By Olivia Arnold, news correspondent
A photo-sharing app created by three Northeastern University (NU) business students competed on Monday in the final round of Student Startup Madness (SSM), a nationwide tournament by SXSW in Austin, Texas for digital media startups founded by collegiate entrepreneurs.
Developed by friends and varsity soccer teammates Sam Marley, Daniel Arvidsson and Dan Korman, Blurr advanced as one of the “entrepreneurial eight” to compete in the SSM tournament at the Hilton Austin Downtown on March 14. Blurr is a platform that connects people who are in the same place at the same time by sharing photos on a communal feed.
“Life is a blur,” said Marley, a third-year economics and finance major. “Every day, you’re making these memories… [it’s] impossible to remember everything you do. So we thought our brand is going to represent that, but our product is going to be the solution.”
At SSM, the final eight teams had four minutes each to pitch their startups, followed by seven minutes of questions and answers with a panel of three judges, Marley said.
Although Blurr did not place in the top three, the team was awarded $1,000 for advancing through three rounds of cuts from an original pool of 100, which the team plans to invest in their marketing strategy.
“[We gained] unbelievable skills. Skills that involve pitching, in terms of pitching to big crowds, to different audiences,” Marley said. “That was really, really helpful.”
He said that at a social event such as a party, concert, graduation or wedding, the user opens the application and presses “start Blurr.” The app then shows the user’s location on a map and provides an option to set a radius of either “close” at 200 meters or “closer” at 100 meters.

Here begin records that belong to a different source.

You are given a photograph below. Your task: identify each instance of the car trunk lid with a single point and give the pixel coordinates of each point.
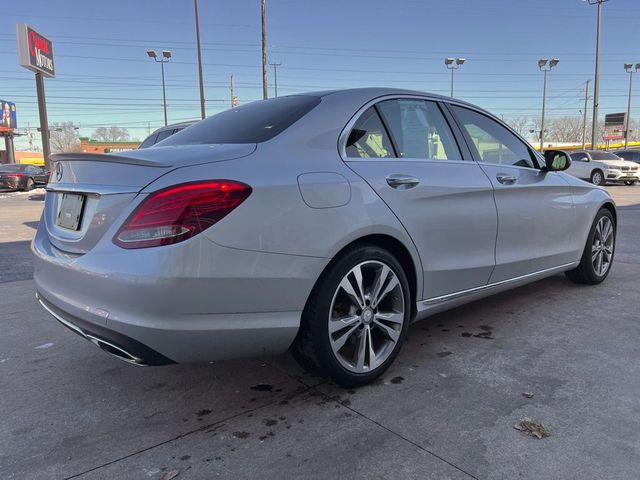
(88, 192)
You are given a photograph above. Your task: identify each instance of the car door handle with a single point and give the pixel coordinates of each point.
(402, 182)
(505, 178)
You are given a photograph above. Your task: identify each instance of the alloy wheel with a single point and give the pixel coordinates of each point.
(366, 316)
(602, 246)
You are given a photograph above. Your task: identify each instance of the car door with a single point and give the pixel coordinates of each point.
(536, 216)
(406, 150)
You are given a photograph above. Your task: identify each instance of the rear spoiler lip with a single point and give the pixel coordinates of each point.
(107, 158)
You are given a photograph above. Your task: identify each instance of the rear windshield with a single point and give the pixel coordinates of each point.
(10, 168)
(254, 122)
(604, 156)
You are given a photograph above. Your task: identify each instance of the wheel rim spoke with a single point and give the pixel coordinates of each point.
(362, 336)
(348, 288)
(391, 284)
(344, 336)
(390, 332)
(341, 323)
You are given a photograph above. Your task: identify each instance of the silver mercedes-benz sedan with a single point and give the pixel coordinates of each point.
(322, 223)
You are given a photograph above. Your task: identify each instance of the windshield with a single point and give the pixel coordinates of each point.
(10, 168)
(604, 156)
(254, 122)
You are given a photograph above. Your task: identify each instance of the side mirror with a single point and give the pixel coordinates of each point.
(556, 160)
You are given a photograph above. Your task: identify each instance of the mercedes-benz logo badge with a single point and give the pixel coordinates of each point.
(58, 171)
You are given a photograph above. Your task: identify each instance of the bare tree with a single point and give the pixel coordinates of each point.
(64, 137)
(111, 134)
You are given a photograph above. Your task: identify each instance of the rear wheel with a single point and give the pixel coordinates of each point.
(356, 318)
(597, 177)
(597, 257)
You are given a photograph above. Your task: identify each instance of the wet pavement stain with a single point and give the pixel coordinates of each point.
(262, 387)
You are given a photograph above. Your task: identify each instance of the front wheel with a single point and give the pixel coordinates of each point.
(597, 257)
(356, 318)
(597, 177)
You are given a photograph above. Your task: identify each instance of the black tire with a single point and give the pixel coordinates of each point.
(597, 177)
(29, 185)
(585, 272)
(312, 347)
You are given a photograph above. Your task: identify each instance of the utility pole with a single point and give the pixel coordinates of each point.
(232, 93)
(628, 68)
(275, 76)
(195, 6)
(44, 122)
(596, 80)
(542, 64)
(265, 90)
(584, 115)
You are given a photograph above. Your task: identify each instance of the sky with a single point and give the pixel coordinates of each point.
(105, 78)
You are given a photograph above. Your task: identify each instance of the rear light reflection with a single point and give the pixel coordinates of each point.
(177, 213)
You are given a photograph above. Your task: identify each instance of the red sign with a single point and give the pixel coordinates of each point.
(35, 51)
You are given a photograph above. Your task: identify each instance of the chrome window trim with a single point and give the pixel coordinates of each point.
(470, 291)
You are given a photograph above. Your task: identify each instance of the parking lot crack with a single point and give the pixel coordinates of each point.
(393, 432)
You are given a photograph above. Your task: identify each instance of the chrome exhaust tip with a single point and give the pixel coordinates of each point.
(115, 351)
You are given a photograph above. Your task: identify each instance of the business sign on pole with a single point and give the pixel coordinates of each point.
(35, 51)
(8, 116)
(614, 124)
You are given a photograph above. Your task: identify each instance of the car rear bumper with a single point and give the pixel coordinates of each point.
(188, 302)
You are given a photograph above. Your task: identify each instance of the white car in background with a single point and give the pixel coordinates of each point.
(600, 167)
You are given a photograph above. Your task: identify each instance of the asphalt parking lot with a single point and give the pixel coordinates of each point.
(446, 408)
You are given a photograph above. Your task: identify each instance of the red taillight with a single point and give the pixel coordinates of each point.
(180, 212)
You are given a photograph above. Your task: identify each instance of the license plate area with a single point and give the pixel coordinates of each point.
(70, 211)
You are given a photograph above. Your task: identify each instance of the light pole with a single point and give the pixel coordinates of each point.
(263, 11)
(195, 7)
(545, 66)
(453, 64)
(628, 67)
(596, 80)
(166, 55)
(275, 75)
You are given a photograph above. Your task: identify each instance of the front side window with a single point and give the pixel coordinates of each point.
(494, 143)
(419, 129)
(369, 138)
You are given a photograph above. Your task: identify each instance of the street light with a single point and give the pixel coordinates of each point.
(545, 65)
(596, 80)
(453, 64)
(166, 55)
(628, 67)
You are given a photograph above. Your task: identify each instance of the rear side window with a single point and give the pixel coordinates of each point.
(254, 122)
(419, 129)
(369, 138)
(493, 142)
(150, 140)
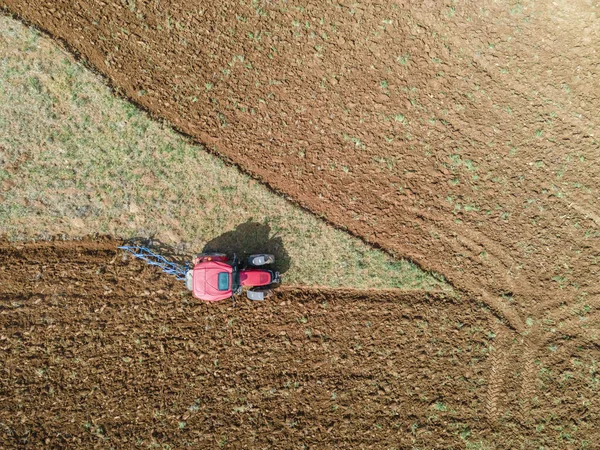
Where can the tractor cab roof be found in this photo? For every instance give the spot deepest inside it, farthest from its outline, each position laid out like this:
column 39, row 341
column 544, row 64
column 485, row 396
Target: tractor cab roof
column 212, row 281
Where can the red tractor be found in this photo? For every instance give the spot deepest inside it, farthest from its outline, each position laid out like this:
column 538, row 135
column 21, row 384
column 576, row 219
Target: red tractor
column 215, row 277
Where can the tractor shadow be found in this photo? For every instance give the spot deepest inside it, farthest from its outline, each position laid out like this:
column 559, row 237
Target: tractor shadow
column 249, row 238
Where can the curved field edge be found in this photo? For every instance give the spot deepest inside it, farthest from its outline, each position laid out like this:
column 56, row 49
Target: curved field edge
column 98, row 349
column 432, row 130
column 79, row 161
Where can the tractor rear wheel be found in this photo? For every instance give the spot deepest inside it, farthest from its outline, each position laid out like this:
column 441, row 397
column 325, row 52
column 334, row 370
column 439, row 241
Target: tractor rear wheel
column 261, row 259
column 259, row 293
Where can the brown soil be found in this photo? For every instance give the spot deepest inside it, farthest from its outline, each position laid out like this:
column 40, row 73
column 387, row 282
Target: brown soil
column 100, row 350
column 461, row 136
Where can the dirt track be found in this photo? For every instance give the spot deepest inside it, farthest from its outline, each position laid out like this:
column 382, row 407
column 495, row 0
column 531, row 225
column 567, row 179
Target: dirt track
column 461, row 136
column 472, row 151
column 100, row 350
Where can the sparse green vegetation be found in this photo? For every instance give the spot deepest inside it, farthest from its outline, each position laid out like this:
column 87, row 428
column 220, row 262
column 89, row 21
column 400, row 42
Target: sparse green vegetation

From there, all the photographs snapped by other users within the selected radius are saved onto an anonymous collective feed. If the user doesn’t want a lot of pictures from strangers, there’s also a filtering option for Facebook friends only.
“No one has ever taken this spin that we have, that it’s a public photo-sharing platform, but in such small pockets of space that it almost becomes private,” said Arvidsson, who is also a third-year economics and finance combined major.
When the user leaves the radius or chooses to end their Blurr session, all the photographs taken in that time span remain on the app for 24 hours. This provides an opportunity for the user to download any desired pictures onto their camera roll.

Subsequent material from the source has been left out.